Biliary excretion explains why some drugs are cleared mainly into faeces rather than urine, why genetic or pharmacological changes in canalicular transporters alter elimination, and why enterohepatic recycling can extend a drug's effect. The topic supports interpretation of disposition and drug-interaction studies; it describes mechanisms for reference and is not a basis for individual dosing.

Evidence & guidelines

The canalicular efflux transporters responsible for biliary secretion are catalogued in consensus reviews from the International Transporter Consortium, which also frame their role in drug development.

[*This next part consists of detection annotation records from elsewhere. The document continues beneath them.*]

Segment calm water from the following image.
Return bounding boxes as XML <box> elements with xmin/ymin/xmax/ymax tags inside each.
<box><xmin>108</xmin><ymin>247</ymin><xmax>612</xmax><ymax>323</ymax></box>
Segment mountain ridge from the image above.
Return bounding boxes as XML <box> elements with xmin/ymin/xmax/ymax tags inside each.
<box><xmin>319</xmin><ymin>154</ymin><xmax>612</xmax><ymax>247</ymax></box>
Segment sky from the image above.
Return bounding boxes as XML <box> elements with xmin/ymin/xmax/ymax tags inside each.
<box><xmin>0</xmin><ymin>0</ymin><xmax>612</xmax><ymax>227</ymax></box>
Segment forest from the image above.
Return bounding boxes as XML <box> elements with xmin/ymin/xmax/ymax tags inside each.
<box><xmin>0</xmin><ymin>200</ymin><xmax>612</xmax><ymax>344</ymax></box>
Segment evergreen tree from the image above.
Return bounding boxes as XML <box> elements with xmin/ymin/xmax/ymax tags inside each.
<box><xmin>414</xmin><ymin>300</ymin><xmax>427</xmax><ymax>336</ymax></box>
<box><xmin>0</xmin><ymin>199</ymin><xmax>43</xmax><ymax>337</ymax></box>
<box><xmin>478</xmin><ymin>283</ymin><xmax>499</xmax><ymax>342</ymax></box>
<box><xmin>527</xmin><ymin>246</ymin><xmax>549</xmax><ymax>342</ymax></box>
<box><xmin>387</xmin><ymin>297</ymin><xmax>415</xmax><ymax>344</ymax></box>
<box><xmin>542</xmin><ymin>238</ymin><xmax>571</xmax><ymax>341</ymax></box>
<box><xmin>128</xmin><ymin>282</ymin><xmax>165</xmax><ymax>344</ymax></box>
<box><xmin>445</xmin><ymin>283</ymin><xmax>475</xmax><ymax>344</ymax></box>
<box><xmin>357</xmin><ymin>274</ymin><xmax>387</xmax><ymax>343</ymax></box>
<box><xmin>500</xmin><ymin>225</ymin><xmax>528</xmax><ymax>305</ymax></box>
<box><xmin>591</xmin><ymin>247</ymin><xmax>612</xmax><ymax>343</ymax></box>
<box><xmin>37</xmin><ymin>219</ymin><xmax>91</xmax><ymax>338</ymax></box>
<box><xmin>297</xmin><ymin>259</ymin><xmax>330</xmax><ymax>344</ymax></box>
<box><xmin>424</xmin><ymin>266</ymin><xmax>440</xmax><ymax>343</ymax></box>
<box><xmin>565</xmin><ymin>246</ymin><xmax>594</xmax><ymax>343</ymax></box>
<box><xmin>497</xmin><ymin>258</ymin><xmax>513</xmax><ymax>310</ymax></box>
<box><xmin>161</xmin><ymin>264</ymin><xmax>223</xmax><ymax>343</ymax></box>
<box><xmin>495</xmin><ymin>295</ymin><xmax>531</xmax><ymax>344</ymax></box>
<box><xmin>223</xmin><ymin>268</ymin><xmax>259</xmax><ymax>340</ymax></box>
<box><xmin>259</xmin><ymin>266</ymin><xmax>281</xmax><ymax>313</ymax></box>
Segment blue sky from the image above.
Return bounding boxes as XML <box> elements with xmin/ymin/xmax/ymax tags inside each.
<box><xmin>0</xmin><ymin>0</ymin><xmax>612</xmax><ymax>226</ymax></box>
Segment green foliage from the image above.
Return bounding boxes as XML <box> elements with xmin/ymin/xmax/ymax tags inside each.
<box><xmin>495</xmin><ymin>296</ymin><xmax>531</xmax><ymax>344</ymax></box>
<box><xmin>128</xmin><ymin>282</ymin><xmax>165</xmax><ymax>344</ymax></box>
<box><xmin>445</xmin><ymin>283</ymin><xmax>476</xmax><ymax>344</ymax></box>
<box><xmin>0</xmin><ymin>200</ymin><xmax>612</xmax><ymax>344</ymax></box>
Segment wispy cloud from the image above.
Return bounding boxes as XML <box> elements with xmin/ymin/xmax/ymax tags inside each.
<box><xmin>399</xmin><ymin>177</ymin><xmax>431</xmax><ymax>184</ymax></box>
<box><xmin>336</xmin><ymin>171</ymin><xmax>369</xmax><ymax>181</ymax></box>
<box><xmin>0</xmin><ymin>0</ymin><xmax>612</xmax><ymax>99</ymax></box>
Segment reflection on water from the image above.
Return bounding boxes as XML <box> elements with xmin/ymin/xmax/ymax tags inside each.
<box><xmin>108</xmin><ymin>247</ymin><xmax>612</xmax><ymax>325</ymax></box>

The coordination of hepatic uptake with canalicular efflux is discussed in transporter reviews such as Niemi and colleagues, and the integration of these processes into clearance concepts is covered by standard pharmacokinetics texts.

History

Biliary excretion was long recognized physiologically, but its molecular basis was clarified from the 1990s onward with the cloning of canalicular ATP-binding cassette transporters such as P-glycoprotein, MRP2, and BCRP. Integration of these efflux systems with hepatic uptake transporters into a coherent hepatobiliary disposition framework followed in the 2000s and is summarized in International Transporter Consortium reviews.

Key figures

Kathleen Giacomini
Dietrich Keppler
Yuichi Sugiyama

Seminal works

giacomini-2010
niemi-2011
rowland-tozer-2011

Frequently asked questions

What kinds of drugs are mainly excreted in bile rather than urine?: Larger, more polar, and conjugated molecules tend to favour biliary excretion, because the canalicular efflux transporters that secrete drugs into bile handle these substrates well, whereas small water-soluble compounds are usually cleared renally.
What is enterohepatic circulation?: It is the recycling of a drug that is excreted into bile, delivered to the intestine, and then reabsorbed back into the blood, which can prolong how long the drug stays in the body and produce secondary concentration peaks.